Dr. Suresh S. Ramalingam, Principal Investigator of the FLAURA trial, from Winship Cancer Institute of Emory University, Atlanta, said: “The approval of osimertinib (Tagrisso) in the 1st-line setting represents a major advance in the treatment of patients with EGFR mutations and a significant change in the treatment paradigm. Osimertinib (Tagrisso) provides robust improvements in progression-free survival with no unexpected safety signals compared to the previous generation of EGFR inhibitors.”
The FLAURA trial compared Tagrisso to current 1st-line EGFR tyrosine kinase inhibitors (TKIs), erlotinib or gefitinib, in previously untreated patients with locally advanced or metastatic EGFR-mutated (EGFRm) NSCLC. Tagrisso met the primary endpoint of progression-free survival (PFS) (see table below). PFS results with Tagrisso were consistent across all pre-specified patient subgroups, including in patients with or without central nervous system (CNS) metastases. Overall survival data were not mature at the time of the final PFS analysis.
*Confirmed responses
Safety data for Tagrisso in the FLAURA trial were in line with those observed in prior clinical trials. Tagrisso was generally well tolerated, with Grade 3 or higher adverse events (AEs) occurring in 34% of patients taking Tagrisso and 45% in the comparator arm. The most common adverse reactions (≥20%) in patients treated with Tagrisso were diarrhea (58%), rash (58%), dry skin (36%), nail toxicity (35%), stomatitis (29%), fatigue (21%) and decreased appetite (20%).
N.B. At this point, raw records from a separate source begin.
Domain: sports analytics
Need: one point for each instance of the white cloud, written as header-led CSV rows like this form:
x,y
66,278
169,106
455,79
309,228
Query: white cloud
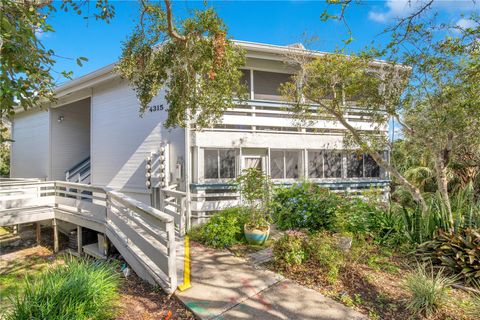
x,y
466,23
395,9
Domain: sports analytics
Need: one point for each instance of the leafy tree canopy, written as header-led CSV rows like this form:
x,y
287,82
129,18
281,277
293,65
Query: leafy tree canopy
x,y
195,62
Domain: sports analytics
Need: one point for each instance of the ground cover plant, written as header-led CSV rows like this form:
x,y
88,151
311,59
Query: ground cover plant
x,y
223,229
77,289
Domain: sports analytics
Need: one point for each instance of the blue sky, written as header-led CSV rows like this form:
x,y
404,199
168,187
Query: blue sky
x,y
275,22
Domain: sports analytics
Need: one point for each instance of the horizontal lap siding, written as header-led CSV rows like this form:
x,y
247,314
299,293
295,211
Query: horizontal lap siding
x,y
30,148
121,139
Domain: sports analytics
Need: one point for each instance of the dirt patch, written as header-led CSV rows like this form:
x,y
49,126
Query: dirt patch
x,y
141,301
371,290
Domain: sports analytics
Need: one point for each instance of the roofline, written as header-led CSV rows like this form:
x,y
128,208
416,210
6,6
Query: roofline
x,y
101,74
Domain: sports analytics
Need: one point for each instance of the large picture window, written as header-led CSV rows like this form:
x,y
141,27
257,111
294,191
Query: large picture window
x,y
266,85
324,164
284,164
362,166
219,163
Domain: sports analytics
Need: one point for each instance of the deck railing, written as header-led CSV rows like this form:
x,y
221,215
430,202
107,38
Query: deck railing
x,y
143,235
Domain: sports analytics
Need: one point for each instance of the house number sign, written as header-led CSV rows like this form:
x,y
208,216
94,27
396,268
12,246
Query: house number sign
x,y
157,107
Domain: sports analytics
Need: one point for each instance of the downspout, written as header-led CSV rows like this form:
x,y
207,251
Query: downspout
x,y
188,169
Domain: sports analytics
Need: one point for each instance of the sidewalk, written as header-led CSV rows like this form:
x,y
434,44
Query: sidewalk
x,y
227,287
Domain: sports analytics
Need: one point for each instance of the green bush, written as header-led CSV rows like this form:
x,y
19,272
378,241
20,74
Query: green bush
x,y
289,250
323,250
224,229
305,206
428,291
459,253
80,289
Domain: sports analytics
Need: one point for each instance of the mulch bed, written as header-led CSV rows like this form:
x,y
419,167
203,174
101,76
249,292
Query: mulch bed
x,y
372,291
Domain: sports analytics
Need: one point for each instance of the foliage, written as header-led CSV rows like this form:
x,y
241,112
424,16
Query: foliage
x,y
458,253
428,290
323,250
196,63
290,250
305,205
26,65
80,289
255,190
224,229
4,153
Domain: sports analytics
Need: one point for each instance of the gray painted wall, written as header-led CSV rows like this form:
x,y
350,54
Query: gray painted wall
x,y
70,138
30,148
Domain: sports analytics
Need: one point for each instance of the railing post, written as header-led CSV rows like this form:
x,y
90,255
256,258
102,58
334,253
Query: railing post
x,y
172,255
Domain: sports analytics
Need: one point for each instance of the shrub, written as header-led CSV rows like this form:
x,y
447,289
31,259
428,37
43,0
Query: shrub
x,y
224,229
305,206
80,289
323,250
289,250
459,253
428,291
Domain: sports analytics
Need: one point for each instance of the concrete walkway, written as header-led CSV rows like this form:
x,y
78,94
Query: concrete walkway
x,y
227,287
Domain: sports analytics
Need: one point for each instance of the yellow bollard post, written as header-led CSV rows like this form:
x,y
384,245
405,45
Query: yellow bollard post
x,y
186,267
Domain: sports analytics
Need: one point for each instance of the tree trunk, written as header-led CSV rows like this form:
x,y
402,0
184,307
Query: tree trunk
x,y
414,191
442,183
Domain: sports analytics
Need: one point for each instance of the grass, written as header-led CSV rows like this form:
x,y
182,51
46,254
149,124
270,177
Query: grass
x,y
78,289
428,290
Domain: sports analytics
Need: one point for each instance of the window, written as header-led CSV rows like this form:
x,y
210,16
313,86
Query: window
x,y
315,164
324,164
332,164
284,164
219,163
266,85
362,166
354,165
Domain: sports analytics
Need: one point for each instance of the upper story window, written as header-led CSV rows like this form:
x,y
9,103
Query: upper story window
x,y
324,164
285,164
266,85
219,163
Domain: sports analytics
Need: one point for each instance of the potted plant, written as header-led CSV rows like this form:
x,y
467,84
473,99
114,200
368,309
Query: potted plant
x,y
255,191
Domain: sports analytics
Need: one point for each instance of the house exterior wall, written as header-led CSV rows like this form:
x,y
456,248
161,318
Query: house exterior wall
x,y
121,140
70,137
30,148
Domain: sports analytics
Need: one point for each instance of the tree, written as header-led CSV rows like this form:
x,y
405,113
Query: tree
x,y
195,62
27,67
336,84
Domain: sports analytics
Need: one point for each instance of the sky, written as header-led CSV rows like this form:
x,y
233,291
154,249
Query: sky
x,y
274,22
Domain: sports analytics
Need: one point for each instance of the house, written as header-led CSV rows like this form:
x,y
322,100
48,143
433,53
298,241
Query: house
x,y
94,134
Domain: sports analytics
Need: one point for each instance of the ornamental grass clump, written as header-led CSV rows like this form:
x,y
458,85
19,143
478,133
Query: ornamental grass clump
x,y
79,289
428,290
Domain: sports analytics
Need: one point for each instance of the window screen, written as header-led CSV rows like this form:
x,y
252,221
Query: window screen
x,y
372,170
245,80
219,163
276,164
315,164
333,164
267,84
227,164
211,164
291,164
354,165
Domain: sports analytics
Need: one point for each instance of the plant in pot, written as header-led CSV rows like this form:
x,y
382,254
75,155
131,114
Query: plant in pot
x,y
255,191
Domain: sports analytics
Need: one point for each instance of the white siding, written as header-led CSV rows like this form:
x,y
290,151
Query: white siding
x,y
121,139
70,138
30,148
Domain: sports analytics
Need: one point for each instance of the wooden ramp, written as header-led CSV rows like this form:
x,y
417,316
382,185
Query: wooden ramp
x,y
143,235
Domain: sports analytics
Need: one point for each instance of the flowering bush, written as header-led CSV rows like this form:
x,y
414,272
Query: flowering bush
x,y
305,206
224,229
290,249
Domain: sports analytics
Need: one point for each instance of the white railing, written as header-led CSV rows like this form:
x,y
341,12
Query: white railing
x,y
143,235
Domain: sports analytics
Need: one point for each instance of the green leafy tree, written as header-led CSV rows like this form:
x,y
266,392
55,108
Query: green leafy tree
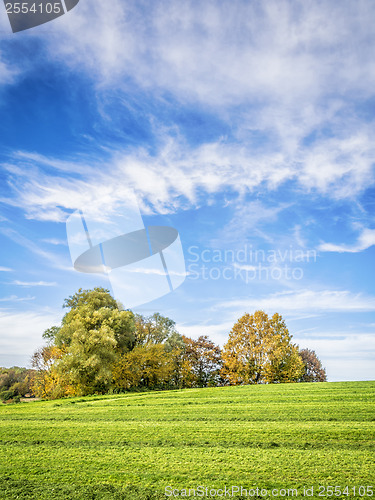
x,y
154,329
259,350
313,370
82,351
147,366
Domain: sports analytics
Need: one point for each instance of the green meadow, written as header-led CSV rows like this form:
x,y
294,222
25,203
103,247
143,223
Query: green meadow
x,y
134,445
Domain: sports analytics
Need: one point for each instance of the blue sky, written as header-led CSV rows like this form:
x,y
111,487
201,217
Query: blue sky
x,y
248,126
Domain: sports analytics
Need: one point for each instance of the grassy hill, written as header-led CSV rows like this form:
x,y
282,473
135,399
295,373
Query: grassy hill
x,y
135,445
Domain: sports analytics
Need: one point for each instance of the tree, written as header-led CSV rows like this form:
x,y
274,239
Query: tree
x,y
148,366
15,382
259,350
80,354
48,382
313,370
153,329
204,359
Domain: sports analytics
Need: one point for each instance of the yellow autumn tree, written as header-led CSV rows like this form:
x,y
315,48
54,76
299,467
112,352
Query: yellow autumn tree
x,y
259,350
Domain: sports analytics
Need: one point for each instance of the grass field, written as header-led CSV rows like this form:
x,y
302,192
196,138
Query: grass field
x,y
132,446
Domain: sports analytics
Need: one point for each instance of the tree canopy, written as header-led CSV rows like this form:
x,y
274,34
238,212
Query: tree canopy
x,y
100,346
259,350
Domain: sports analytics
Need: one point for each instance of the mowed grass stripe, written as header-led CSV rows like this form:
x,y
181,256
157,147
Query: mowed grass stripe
x,y
291,435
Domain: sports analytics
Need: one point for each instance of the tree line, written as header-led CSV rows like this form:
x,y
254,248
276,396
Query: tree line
x,y
100,347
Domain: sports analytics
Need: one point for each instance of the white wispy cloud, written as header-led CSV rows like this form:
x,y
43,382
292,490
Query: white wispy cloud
x,y
365,240
21,332
304,300
15,298
276,69
33,283
54,241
In the US, Tagrisso is already approved for the 2nd-line treatment of patients with metastatic EGFRm NSCLC, whose disease has progressed on or after a 1st-line EGFR-TKI therapy and who have developed the secondary T790M mutation, as detected by an FDA-approved test. In 2017, Tagrisso was granted Breakthrough Therapy and Priority Review designations by the US FDA in the 1st-line treatment setting. Tagrisso is under regulatory review in the European Union and Japan for use in the 1st-line treatment setting with regulatory decisions anticipated in the second half of 2018.
Tagrisso received its first approval for 1st-line use based on the FLAURA data in Brazil in patients with metastatic EGFRm NSCLC on April 16, 2018.